Now, since the scam is being investigated and each new day brings out new revelations, many doubts are being raised. Citibank says none of its top officials are involved and they themselves are investigating the case. But Sanjeev Aggarwal alleges that it is due to systemic failure — couldn’t have been done alone. Who is to blame? Can’t the bank know if one individual is a fraudster?

If Puri had been operating for close to a year and a half now, how come the bank got to detect it only this month? The system of the bank is not foolproof? The investors are also to blame — why did none of the HNI customers come forward and lodge a complaint with the police — Is there a hawala angle to it ?

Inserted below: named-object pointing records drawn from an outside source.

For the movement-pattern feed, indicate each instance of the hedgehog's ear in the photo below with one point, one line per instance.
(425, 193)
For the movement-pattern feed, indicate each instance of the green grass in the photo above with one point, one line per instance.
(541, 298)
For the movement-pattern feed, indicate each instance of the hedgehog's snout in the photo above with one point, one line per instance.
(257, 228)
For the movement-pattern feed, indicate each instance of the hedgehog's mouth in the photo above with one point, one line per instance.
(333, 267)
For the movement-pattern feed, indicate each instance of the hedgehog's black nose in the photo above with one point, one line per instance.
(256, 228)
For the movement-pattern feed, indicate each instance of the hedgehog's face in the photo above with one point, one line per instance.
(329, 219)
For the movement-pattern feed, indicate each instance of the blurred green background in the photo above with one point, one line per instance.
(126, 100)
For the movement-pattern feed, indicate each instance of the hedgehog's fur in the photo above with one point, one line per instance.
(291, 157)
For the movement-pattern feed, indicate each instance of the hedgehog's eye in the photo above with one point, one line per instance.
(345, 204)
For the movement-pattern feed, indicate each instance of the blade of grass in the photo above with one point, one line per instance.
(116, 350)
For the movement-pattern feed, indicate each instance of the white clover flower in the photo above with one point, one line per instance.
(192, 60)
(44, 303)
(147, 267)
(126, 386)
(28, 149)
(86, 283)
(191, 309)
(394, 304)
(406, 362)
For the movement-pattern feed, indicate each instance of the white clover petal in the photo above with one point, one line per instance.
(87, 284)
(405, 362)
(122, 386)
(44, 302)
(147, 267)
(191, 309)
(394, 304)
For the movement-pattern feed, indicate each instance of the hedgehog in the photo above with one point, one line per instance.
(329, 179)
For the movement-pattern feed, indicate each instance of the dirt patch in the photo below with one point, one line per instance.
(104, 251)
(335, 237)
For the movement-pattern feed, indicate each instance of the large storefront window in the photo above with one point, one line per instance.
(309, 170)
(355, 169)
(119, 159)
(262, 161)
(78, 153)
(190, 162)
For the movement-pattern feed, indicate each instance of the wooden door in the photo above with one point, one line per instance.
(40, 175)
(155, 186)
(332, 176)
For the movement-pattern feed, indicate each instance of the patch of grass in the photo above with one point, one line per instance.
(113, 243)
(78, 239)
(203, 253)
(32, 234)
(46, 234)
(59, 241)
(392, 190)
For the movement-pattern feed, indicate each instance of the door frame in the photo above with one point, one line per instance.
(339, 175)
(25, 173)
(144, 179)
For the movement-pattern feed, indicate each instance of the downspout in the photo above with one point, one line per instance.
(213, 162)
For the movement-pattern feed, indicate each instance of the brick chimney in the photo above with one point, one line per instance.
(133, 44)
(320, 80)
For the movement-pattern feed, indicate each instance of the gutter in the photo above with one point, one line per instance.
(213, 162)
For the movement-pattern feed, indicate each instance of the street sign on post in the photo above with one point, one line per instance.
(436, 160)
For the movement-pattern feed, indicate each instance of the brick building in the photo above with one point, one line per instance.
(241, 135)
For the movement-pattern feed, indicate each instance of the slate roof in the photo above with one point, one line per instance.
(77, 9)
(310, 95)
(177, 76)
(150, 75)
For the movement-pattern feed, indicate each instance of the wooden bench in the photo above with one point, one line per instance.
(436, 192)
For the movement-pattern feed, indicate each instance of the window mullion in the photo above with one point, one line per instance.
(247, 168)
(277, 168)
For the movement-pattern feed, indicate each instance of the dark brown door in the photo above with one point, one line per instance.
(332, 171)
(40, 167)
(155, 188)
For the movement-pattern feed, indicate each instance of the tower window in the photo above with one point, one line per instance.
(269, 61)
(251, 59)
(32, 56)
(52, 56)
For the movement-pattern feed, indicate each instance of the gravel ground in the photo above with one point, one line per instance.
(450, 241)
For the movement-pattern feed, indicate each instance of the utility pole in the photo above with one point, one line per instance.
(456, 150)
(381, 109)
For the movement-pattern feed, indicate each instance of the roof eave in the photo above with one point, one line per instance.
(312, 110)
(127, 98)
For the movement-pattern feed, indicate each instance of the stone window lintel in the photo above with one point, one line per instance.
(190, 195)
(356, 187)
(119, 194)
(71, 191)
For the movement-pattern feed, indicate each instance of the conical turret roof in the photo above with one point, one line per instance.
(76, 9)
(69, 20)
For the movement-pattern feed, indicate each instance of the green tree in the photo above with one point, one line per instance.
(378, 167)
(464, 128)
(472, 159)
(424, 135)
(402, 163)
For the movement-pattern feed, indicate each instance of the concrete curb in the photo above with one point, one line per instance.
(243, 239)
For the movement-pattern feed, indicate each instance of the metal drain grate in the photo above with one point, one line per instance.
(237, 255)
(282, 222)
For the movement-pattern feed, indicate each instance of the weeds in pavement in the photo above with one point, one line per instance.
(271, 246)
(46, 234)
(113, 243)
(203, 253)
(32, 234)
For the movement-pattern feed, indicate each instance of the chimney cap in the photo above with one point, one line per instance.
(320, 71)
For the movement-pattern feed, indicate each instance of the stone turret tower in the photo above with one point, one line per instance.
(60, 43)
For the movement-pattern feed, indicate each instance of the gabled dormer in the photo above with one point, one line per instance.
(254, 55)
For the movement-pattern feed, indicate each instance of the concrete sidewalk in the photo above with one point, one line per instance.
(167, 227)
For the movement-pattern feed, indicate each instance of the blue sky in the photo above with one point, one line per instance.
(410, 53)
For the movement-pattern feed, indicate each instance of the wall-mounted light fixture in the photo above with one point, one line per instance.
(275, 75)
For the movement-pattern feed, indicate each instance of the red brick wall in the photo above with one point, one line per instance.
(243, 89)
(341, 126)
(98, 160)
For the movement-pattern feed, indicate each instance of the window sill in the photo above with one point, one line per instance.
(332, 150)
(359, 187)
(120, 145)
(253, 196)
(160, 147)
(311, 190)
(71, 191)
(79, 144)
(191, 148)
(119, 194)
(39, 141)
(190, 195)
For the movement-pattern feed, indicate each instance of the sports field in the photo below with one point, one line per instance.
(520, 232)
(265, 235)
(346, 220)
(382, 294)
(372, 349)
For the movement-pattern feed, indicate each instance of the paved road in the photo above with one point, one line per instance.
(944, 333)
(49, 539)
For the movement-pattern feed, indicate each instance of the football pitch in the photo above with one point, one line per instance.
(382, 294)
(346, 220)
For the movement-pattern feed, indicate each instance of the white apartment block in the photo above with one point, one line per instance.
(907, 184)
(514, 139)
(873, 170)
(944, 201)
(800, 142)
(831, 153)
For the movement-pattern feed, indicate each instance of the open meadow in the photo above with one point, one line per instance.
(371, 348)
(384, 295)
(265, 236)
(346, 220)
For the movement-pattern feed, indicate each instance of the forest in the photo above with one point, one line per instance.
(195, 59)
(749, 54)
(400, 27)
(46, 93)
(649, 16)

Why were the investors so careless about their “life time savings” that they didn’t notice the discrepancies in the bank statements between the hard copy and the soft copy? America’s Bernie Madoff couldn’t have thrived without lack of caution in his victims. So, people should bank first on their own financial prudence.

The recent arrest of Sanjay Gupta- CFO of Hero company also raises questions like — is he one of the conspirators or is he the victim?

A money laundering angle is  also being probed into — the violation of the KYC norms (Know your Customer) implemented by the government of India, by many companies. Not registering “suspicious transactions above Rs. 10 Lakh” which should have been reported. There are many grounds on which these companies could file the Suspicious Transaction Report (STRs) but none did, so the money was easily diverted through many accounts — Puri’s wife, grandfather, grandmother. No one noticed?

The first thing that brokers would have known while opening Puri’s trading account was that he was a Citibank employee. If they know that, how did they allow him to open trading accounts and still let him trade as a portfolio manager? This is clear violation of the KYC norms.

Amidst these questions, the Gurgoan police is searching for an iPad that could provide critical evidence against Shivraj Puri. It is worth recalling Ravi Subramanian’s novel – If God was a Banker — in which he narrates an identical case involving a Relationship Manager of a foreign bank in India. She invested in mutual fund products without the customer’s mandate to earn hefty commissions. So now scams are being thought of from books, Indian police could use a little bit of help from that too then (Metaphorically speaking).